Too Young To Run So Far!

By Ramu Sharma - Syndicate Features

During the middle of last month (April) a four-year-old boy named Budhia Singh ran from Puri to Bhubaneswar, a distance of 65 kilometres, in a little over seven hours and, as reports go, entered the Limca Book of Records. Both the written and visual media in India went ga-ga over the performance. Nobody mentioned whether the boy, who is from a very poor family, received any money for the performance. It is also not known whether his coach, a martial law expert, was honoured for the boy’s feat.

The boy is now a hero in Orissa. In a country starved of sports stars, anyone bordering a miracle is soon deified beyond reasonable limits. And Budhia’s performance cannot be dismissed as a flash in the pan. He is, by all accounts, loaded with tremendous stamina and a big heart. But for all that making him run 65 kilometres is not on. It is certainly against all norms, even if Budhia is ten years old and not four.

Most international sport do not allow children under 12 or 13 to take part in major events. Children below that age are too tender to be put through such gruelling feats. There is a clear age bar against such exploitation.

Fortunately a number of organizations, starting from those involved with child welfare to those belonging to healthcare and medical professionals have come forward, protesting against Budhia Singh made to run such long distances. A couple of more such runs, Budhia may have difficulty in growing up as a normal healthy child.

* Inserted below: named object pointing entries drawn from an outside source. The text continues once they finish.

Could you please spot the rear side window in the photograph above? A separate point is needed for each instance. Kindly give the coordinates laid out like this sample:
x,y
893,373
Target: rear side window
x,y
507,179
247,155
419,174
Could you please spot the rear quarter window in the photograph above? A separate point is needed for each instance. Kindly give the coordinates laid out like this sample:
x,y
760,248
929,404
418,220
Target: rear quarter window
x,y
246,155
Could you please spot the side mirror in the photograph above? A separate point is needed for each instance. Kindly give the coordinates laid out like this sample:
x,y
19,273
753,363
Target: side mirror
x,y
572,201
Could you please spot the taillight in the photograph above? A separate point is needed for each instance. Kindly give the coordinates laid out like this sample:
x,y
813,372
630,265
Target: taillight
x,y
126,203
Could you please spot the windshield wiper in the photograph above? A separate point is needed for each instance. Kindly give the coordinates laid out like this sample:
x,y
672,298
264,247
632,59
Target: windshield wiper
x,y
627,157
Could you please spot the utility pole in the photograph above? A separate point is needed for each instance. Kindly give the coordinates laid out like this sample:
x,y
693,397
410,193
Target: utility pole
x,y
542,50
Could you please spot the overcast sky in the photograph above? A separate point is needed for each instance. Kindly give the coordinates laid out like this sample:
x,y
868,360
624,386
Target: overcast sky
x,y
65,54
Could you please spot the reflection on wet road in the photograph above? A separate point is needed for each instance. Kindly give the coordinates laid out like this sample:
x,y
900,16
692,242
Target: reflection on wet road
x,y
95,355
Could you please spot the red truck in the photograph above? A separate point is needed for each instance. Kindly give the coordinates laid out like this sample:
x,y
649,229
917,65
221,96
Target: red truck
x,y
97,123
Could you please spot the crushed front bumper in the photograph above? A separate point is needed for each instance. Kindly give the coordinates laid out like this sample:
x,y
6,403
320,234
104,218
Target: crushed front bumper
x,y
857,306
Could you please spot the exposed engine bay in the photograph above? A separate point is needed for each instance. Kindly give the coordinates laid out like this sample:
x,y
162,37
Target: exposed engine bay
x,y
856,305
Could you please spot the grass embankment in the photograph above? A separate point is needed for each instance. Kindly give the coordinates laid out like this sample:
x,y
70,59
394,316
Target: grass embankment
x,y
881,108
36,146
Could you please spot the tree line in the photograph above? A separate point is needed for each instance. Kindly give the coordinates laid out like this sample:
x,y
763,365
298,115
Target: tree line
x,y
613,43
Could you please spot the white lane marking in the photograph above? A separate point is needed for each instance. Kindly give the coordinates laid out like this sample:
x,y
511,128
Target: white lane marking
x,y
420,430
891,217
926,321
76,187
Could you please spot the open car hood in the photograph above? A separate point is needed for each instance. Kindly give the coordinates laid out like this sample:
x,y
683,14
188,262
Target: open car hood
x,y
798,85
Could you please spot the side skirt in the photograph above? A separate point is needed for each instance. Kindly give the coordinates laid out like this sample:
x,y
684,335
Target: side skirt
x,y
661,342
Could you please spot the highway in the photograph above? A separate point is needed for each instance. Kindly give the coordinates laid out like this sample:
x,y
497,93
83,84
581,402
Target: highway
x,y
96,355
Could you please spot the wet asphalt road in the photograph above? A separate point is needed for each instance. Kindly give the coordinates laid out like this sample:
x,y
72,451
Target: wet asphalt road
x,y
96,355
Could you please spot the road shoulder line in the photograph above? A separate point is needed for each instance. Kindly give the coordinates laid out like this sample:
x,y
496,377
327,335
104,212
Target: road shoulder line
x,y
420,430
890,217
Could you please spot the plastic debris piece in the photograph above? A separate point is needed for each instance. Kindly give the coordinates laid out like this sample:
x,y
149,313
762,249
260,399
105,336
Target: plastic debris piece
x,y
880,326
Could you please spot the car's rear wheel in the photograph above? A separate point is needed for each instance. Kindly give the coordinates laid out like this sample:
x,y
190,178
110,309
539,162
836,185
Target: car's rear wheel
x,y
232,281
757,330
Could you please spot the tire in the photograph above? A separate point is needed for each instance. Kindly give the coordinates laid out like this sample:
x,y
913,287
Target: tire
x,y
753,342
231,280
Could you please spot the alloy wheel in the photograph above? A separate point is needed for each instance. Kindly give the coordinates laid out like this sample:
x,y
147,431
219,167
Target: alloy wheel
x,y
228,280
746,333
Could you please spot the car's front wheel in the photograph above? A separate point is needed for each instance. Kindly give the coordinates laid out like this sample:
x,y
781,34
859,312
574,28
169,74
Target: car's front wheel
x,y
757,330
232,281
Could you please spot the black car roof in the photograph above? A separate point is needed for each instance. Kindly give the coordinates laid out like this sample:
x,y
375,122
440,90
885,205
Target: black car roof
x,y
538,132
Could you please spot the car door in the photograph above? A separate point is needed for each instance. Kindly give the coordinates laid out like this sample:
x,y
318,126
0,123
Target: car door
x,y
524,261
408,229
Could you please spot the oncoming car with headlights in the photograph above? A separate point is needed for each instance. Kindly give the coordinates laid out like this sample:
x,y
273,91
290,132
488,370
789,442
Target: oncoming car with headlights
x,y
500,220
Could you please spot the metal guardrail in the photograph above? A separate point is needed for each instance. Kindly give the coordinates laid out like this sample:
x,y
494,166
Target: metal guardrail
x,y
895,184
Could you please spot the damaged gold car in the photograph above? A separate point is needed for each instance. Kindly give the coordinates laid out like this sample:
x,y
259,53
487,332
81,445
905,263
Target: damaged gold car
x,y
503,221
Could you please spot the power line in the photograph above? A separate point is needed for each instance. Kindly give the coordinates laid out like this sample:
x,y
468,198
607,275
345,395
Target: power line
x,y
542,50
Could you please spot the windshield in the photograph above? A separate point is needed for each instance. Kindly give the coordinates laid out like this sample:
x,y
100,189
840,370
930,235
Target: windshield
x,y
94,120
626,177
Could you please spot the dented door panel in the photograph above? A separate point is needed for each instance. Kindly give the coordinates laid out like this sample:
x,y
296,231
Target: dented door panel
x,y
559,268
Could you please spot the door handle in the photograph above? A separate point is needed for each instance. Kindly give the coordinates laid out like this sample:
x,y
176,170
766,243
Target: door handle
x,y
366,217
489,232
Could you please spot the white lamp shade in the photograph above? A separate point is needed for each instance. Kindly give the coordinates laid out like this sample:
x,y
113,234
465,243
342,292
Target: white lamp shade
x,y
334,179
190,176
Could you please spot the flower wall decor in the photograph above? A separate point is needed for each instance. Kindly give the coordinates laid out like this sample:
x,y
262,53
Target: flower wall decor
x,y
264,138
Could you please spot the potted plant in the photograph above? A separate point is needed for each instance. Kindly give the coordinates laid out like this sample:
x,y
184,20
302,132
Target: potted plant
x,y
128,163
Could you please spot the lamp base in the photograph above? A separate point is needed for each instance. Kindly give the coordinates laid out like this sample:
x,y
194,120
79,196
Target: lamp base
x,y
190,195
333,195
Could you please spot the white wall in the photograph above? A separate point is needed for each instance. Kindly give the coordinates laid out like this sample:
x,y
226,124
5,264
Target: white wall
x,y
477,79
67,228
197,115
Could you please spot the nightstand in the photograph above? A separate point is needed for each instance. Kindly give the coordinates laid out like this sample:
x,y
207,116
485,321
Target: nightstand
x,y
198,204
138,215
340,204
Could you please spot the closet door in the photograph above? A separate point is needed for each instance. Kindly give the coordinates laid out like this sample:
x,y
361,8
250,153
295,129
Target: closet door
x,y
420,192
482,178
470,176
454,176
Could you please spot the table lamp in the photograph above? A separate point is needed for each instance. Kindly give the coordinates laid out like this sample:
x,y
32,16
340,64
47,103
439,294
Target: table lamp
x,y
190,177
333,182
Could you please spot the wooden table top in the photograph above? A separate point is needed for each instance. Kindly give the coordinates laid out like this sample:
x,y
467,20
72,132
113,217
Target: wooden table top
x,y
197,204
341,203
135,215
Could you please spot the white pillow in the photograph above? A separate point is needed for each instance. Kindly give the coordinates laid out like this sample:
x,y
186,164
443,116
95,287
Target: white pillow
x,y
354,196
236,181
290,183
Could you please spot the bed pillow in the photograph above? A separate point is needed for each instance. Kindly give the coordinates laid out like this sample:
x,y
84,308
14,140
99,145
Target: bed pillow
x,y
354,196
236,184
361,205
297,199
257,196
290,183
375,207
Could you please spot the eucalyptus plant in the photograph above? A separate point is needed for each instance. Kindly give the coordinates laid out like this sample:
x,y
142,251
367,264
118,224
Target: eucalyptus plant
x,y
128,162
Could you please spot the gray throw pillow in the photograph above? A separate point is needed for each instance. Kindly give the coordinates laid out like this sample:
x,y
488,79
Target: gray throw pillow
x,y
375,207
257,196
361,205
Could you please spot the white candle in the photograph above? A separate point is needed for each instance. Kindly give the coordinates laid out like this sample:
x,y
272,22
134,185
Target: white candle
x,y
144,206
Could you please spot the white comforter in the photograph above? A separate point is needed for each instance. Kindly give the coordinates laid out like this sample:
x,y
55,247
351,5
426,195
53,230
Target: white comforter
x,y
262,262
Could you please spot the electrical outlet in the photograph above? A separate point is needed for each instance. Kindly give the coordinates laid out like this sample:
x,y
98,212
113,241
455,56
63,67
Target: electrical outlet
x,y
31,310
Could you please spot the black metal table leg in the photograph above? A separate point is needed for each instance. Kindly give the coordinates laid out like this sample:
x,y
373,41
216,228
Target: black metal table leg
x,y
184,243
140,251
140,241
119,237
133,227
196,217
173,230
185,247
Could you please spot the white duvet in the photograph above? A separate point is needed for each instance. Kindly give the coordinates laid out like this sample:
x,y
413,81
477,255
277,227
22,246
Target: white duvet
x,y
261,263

But India is a strange country. It has its own idea of sports heroes and very little knowledge about sports as such. In fact, India as a country lacks a sports culture, and thus is totally vulnerable to gimmicks.
Budhia is not the first prodigy, if he can be called so, to make news. He may be the youngest, but in the earlier decades there were quite a few youngsters, mostly in the 12 plus group, mostly girls, who used to run long distances and became major stars at that time.

Their parents, taken up by the publicity, too did not realize the burden they were putting on their children and instead encouraged them to take part in as many races as possible. Needless to say that almost all of such cases, disappeared from the scene, never heard after a couple of years. Those kids were obviously burnt out within a couple of years. One sincerely hopes they did not suffer from any health problems while growing up.

The best thing for Budhia Singh now is to help his mother out with the money he has been given, if any, and concentrate on his education. Running obviously comes natural to him, and he should continue to run and build up his stamina. But certainly no running 65 kilometres any more. No way!